Uyuşturucu veya uyarıcı madde kullanılmasını alenen özendirme suçu
 

Uyuşturucu veya Uyarıcı Madde Kullanılmasını Alenen Özendirme Suçu ‘nu düzenleyen Türk Ceza Kanunu’ nun 190. Maddesi’ nin 2. Fıkrası:

Uyuşturucu veya uyarıcı madde kullanılmasını alenen özendiren veya bu nitelikte yayın yapan kişi, beş yıldan on yıla kadar hapis ve bin günden onbin güne kadar adlî para cezası ile cezalandırılır” şeklinde düzenlenmiştir. Bu maddeye göre tarif olunan suç, uyuşturucu veya uyarıcı madde kullanılmasını alenen özendirme veya bu nitelikte yayın yapmaktır.

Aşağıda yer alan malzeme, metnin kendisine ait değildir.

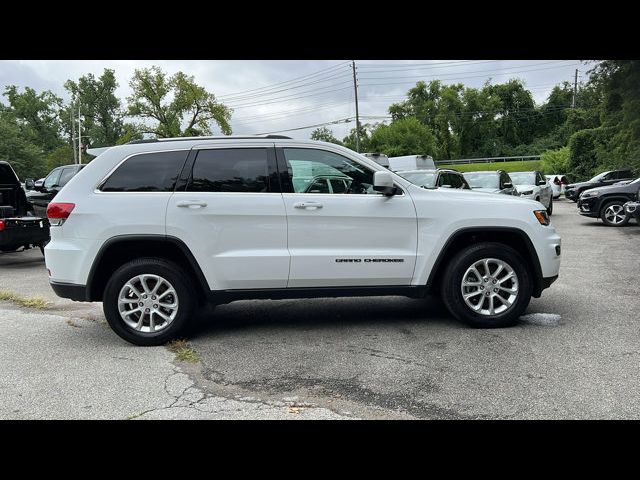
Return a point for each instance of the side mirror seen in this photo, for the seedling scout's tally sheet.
(383, 183)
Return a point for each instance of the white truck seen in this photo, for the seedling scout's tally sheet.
(411, 162)
(153, 229)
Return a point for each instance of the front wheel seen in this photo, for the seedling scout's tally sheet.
(148, 301)
(613, 214)
(487, 285)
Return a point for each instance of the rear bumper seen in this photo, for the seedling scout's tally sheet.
(29, 231)
(77, 293)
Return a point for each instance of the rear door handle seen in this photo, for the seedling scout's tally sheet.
(191, 204)
(307, 205)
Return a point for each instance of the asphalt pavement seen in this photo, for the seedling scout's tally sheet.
(575, 354)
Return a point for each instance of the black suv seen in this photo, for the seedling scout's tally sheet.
(603, 179)
(18, 227)
(438, 178)
(40, 196)
(608, 202)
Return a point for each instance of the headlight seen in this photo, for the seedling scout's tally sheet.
(542, 217)
(589, 193)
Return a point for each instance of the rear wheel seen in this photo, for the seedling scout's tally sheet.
(149, 301)
(487, 286)
(613, 214)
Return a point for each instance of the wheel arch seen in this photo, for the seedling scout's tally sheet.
(511, 236)
(122, 248)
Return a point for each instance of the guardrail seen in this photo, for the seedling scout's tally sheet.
(486, 160)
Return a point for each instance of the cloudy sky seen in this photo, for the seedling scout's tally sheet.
(294, 96)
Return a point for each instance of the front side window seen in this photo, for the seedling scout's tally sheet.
(307, 166)
(147, 172)
(230, 170)
(52, 179)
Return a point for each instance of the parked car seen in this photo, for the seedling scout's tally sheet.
(411, 162)
(19, 228)
(497, 181)
(533, 185)
(607, 203)
(603, 179)
(40, 197)
(438, 178)
(155, 228)
(558, 184)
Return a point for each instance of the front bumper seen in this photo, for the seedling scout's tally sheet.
(588, 207)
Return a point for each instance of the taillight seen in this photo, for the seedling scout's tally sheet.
(59, 212)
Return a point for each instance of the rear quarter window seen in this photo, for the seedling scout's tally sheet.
(147, 172)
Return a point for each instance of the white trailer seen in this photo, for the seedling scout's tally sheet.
(411, 162)
(379, 158)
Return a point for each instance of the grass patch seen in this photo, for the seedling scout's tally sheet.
(28, 302)
(524, 166)
(183, 351)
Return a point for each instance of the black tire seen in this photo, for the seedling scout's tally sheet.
(174, 274)
(609, 223)
(452, 281)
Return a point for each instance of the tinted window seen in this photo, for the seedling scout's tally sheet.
(306, 165)
(52, 179)
(338, 185)
(148, 172)
(7, 177)
(230, 170)
(67, 174)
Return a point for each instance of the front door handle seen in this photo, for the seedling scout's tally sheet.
(191, 204)
(307, 205)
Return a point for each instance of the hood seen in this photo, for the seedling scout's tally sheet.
(579, 184)
(486, 190)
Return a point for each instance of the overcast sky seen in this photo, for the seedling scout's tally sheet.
(276, 95)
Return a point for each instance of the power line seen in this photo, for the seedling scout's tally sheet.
(293, 80)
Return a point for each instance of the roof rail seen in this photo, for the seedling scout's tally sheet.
(212, 137)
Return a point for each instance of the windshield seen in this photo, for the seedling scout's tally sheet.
(422, 179)
(483, 180)
(523, 178)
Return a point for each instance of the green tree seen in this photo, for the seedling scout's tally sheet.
(405, 136)
(38, 116)
(175, 104)
(102, 116)
(324, 134)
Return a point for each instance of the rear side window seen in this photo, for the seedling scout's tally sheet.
(230, 170)
(67, 174)
(147, 172)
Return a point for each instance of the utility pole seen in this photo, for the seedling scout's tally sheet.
(575, 89)
(73, 132)
(355, 89)
(79, 136)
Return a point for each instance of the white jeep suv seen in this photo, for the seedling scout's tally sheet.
(156, 227)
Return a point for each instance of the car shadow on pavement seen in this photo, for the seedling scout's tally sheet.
(318, 312)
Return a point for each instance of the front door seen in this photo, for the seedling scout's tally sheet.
(348, 235)
(231, 215)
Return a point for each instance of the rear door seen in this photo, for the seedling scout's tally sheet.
(351, 237)
(231, 215)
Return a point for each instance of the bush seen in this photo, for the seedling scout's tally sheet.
(555, 161)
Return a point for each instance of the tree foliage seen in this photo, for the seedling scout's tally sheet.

Uyuşturucu veya Uyarıcı Madde Kullanılmasını Alenen Özendirme Suçun Unsurları

Bu suçunun oluşabilmesi için madde kullanımına özendirme olması gerekmektedir. Fiil, başkalarında uyuşturucu madde kullanmaya istek uyandırmalı ya da bu niteliği taşımalıdır. Özendirme, sözlü ya da görsel dahi gerçekleştirilebilir.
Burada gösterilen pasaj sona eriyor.